2. Incident Timeline

(Chronological log of events, IRST)

  • 10:00 – Monitoring alerts detected 500 errors on /Vehicle/add.
  • 10:02 – Alert acknowledged by SRE team.
  • 10:05 – Initial investigation started; logs showed HTTP 500 responses from upstream service.
  • 10:10 – Hypothesis formed: issue related to x-real-ip header.
  • 10:15 – DevOps removed x-real-ip header from request via Arvan proxy.
  • 10:18 – API tested successfully; 200 OK responses confirmed.
  • 10:30 – Incident declared resolved; normal monitoring resumed.

3. Root Cause Analysis

  • Immediate Cause: HTTP 500 errors triggered when x-real-ip header was included in requests through Arvan proxy.
  • Underlying Cause: Certain backend logic in the /Vehicle/add service could not properly handle the x-real-ip header value.
  • Why It Wasn’t Prevented/Detected Earlier:

  • This header combination was not part of standard integration testing.

  • Proxy (Arvan) monitoring setup did not simulate x-real-ip header in QA.
  • Five Whys (optional):

  • Why did the API return 500? → It failed when x-real-ip header was present.

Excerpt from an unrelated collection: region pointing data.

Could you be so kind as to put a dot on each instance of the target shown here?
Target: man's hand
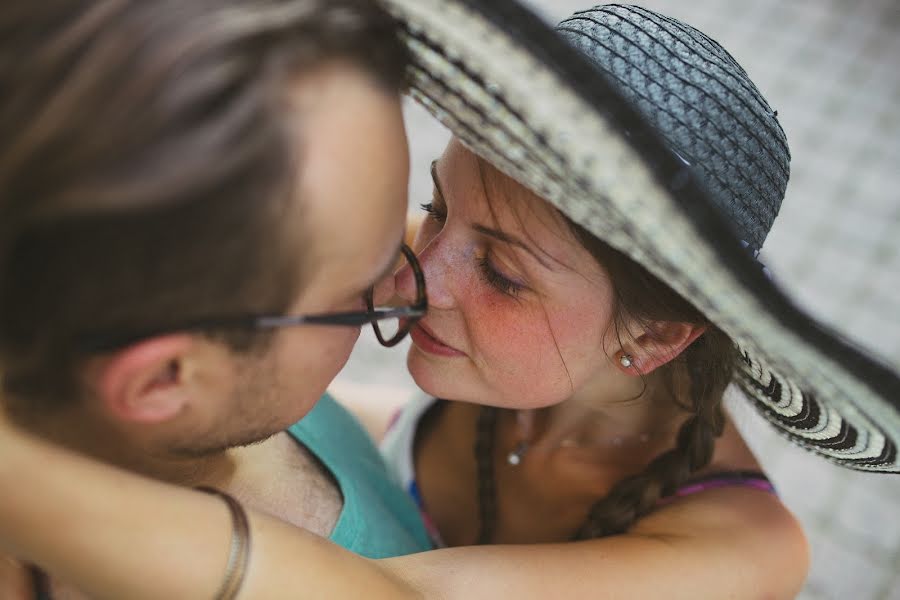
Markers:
(15, 582)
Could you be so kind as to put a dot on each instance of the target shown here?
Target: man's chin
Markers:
(211, 449)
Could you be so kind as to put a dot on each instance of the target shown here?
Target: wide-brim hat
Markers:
(520, 95)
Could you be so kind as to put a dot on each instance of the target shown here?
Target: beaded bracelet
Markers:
(239, 555)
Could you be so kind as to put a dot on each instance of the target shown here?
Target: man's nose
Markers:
(384, 292)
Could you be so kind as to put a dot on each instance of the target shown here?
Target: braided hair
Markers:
(706, 366)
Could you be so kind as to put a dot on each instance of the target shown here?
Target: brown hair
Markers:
(145, 165)
(697, 379)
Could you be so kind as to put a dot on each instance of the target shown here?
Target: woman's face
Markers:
(519, 312)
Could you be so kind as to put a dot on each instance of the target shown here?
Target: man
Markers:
(168, 168)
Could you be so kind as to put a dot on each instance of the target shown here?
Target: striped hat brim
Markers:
(517, 94)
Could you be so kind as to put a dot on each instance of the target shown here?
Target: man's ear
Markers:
(144, 383)
(662, 342)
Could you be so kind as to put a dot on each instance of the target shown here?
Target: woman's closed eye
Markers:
(496, 279)
(434, 212)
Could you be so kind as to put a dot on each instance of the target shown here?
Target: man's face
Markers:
(350, 211)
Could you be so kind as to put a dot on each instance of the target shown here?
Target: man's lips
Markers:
(426, 340)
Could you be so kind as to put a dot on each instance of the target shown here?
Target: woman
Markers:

  • Why did it fail on x-real-ip? → Backend service did not validate or parse it correctly.
  • Why was this header sent? → Arvan proxy automatically injects x-real-ip.
  • Why wasn’t it caught in testing? → QA tests didn’t include proxy headers.
  • Why was the header not handled? → Backend lacked defensive coding for unexpected header values.

4. Impact

  • User Impact: Users attempting to add vehicles experienced failures (\~100 requests failed).
  • Internal Impact: On-call SRE and DevOps teams were involved for \~30 minutes.
  • Customer Communication: No external communication required; internal teams informed via Slack.

5. Resolution & Recovery

  • What was done to restore service: x-real-ip header removed from requests by DevOps; API tested and returned 200 responses.
  • Time to Detection (TTD): 2 minutes
  • Time to Mitigation (TTM): 8 minutes
  • Time to Recovery (TTR): 18 minutes

6. What Went Well

  • Monitoring alerts triggered promptly.
  • Rapid cross-team collaboration between SRE and DevOps.
  • Quick fix applied without service downtime.

7. What Went Wrong

  • API failed with a 500 error due to an unhandled header.
  • Proxy header behavior not included in testing/QA.
  • Lack of defensive code handling unexpected headers.

8. Action Items

(Each action must have an owner + due date)

  • [ ] Add automated tests to simulate x-real-ip and other proxy headers (Owner: SRE, Due: Oct 5)
  • [ ] Monitor Arvan proxy header behavior for all APIs (Owner: SRE, Due: Sept 30)

9. Lessons Learned

  • Always include reverse proxy headers in QA testing.
  • Defensive coding prevents minor header issues from causing 500 errors.
  • Cross-team monitoring and alerting proved effective; continues to be essential.